PSALM 89 [88]
Wyniesienie i upadek domu Dawida
1 Pieśń pouczająca. Etana Ezrachity.
2 Będę na wieki śpiewał o łasce Pana,
z pokolenia na pokolenie
będę głosił Twoją wierność swoimi ustami.
3 Powiedziałem przecież: Łaska trwa na wieki,
Twoja wierność jest utrwalona w niebiosach.
4 Zawarłem przymierze z Moim wybrańcem,
przysiągłem Mojemu słudze Dawidowi:
5 Na zawsze utrwalę twoje potomstwo
i zbuduję twój tron na wieki.
6 Panie, niebiosa wysławiają Twoje cuda,
i Twoją wierność w zgromadzeniu świętych.
7 Kto bowiem na obłokach jest równy Panu,
kto jest podobny Panu wśród synów Bożych?
8 Bóg przejmuje bojaźnią w gronie świętych,
jest wielki i zatrważający ponad wszystkich wokół.
9 Panie, Boże Zastępów, kto jest równy Tobie?
Jesteś potężny, Panie, Twoja wierność Cię otacza.
10 Ty panujesz nad wzburzonym morzem,
gdy powstają fale, Ty je uśmierzasz.
11 Ty zmiażdżyłeś Rahaba jak zabitego,
mocnym ramieniem rozproszyłeś swoich wrogów.
12 Twoje jest niebo i Twoja ziemia,
Ty utrwaliłeś świat i to, co go zapełnia.
13 Ty stworzyłeś północ i południe,
Tabor i Hermon krzyczą radośnie na cześć Twego imienia.
14 Twoje ramię jest potężne,
Twoja ręka jest mocna,
prawica wzniesiona wysoko.
15 Sprawiedliwość i prawo to fundamenty Twego tronu,
łaska i wierność kroczą przed Twoim obliczem.
16 Szczęśliwy lud, który umie się radować
i chodzi w blasku Twojego oblicza, Panie!
17 Cieszy się codziennie Twoim imieniem,
a Twoja sprawiedliwość go wywyższa.
18 Ty bowiem jesteś blaskiem jego potęgi,
z Twojej woli nasza moc się wzmacnia.
19 Pan jest naszą tarczą,
do Świętego Izraela należy nasz król!
20 Powiedziałeś kiedyś swoim świętym w widzeniu:
Zesłałem pomoc bohaterowi,
wywyższyłem wybrańca z ludu.
21 Znalazłem Dawida, Mojego sługę,
namaściłem go swoim świętym olejem.
22 Moja ręka będzie go wspierać,
Moje ramię będzie go wzmacniać.
23 Nieprzyjaciel go nie zaskoczy,
a niegodziwiec nie pognębi.
24 Wytępię jego nieprzyjaciół,
powalę tych, którzy go nienawidzą.
25 Będą z nim Moja wierność i łaska,
dzięki Mojemu imieniu jego moc się wywyższy.
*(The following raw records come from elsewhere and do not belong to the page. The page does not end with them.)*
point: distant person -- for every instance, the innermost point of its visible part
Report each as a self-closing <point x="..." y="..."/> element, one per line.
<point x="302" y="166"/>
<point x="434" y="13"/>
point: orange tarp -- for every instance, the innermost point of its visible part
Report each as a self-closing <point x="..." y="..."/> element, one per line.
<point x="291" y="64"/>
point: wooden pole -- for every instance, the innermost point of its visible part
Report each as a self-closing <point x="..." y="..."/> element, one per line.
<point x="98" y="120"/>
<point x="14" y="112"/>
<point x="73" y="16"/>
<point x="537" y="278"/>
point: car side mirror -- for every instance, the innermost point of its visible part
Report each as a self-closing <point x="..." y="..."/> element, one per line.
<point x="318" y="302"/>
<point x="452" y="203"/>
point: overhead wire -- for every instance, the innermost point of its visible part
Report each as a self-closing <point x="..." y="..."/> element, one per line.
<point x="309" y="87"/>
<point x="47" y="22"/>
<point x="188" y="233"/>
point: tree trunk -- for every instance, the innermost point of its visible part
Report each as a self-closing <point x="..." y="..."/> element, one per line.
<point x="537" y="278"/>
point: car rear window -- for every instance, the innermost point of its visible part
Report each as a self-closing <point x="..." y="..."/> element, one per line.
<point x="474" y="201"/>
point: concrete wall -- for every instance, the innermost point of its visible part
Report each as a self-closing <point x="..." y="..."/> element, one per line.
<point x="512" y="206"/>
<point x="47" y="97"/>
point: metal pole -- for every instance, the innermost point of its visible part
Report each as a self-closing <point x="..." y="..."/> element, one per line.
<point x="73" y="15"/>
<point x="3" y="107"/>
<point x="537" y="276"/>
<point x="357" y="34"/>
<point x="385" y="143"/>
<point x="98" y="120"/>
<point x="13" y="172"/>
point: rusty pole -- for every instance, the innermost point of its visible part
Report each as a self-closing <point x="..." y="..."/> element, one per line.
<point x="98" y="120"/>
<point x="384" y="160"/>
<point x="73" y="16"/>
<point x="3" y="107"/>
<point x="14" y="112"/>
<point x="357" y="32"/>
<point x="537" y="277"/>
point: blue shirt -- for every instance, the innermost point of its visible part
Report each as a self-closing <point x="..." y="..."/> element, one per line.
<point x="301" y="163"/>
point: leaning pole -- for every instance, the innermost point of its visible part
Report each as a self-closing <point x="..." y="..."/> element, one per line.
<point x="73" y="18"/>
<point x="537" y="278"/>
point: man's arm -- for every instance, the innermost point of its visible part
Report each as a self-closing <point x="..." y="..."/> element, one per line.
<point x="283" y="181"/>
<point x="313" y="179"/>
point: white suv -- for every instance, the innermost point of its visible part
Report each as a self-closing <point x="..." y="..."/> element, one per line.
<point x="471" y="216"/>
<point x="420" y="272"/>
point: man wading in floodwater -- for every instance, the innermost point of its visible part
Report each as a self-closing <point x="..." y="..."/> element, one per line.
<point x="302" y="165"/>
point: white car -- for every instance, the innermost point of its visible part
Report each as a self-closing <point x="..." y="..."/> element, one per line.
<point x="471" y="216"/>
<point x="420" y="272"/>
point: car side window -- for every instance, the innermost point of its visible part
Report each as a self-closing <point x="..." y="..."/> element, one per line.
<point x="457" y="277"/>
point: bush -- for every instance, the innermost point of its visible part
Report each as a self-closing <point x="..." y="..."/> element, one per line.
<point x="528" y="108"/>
26 Jego władza dojdzie aż do morza,
jego panowanie sięgnie aż po rzeki.
27 On będzie Mnie wzywał:
Ty jesteś moim Ojcem,
moim Bogiem, Skałą mojego zbawienia.
28 Ja zaś uczynię go Moim pierworodnym,
najwyższym pośród królów ziemi.
29 Na wieki zachowam dla niego łaskę,
a Moje przymierze z nim będzie trwałe.
30 Jego potomstwo zachowam na zawsze,
a jego tron dopóki trwają niebiosa.
31 Jeśli jego synowie porzucą Moje Prawo
i nie będą żyć według Moich wyroków,
32 jeśli zbezczeszczą Moje ustawy
i nie będą przestrzegać Moich przykazań,
33 to będę karał ich przewinienia rózgą,
a ich wykroczenia chłostą.
34 Nie odwrócę jednak od niego swojej łaski
i nie zawiodę w Mojej wierności.
35 Nie złamię Mojego przymierza
i nie zmienię danego słowa.
36 Raz przysiągłem na Moją świętość
i nie skłamię Dawidowi.
37 Jego potomstwo będzie trwać na wieki,
a jego tron będzie przede Mną jak słońce,
38 jak księżyc wiecznie niewzruszony,
wierny świadek pośród chmur.
39 A jednak odrzuciłeś swojego pomazańca,
wzgardziłeś nim, rozgniewałeś się na niego.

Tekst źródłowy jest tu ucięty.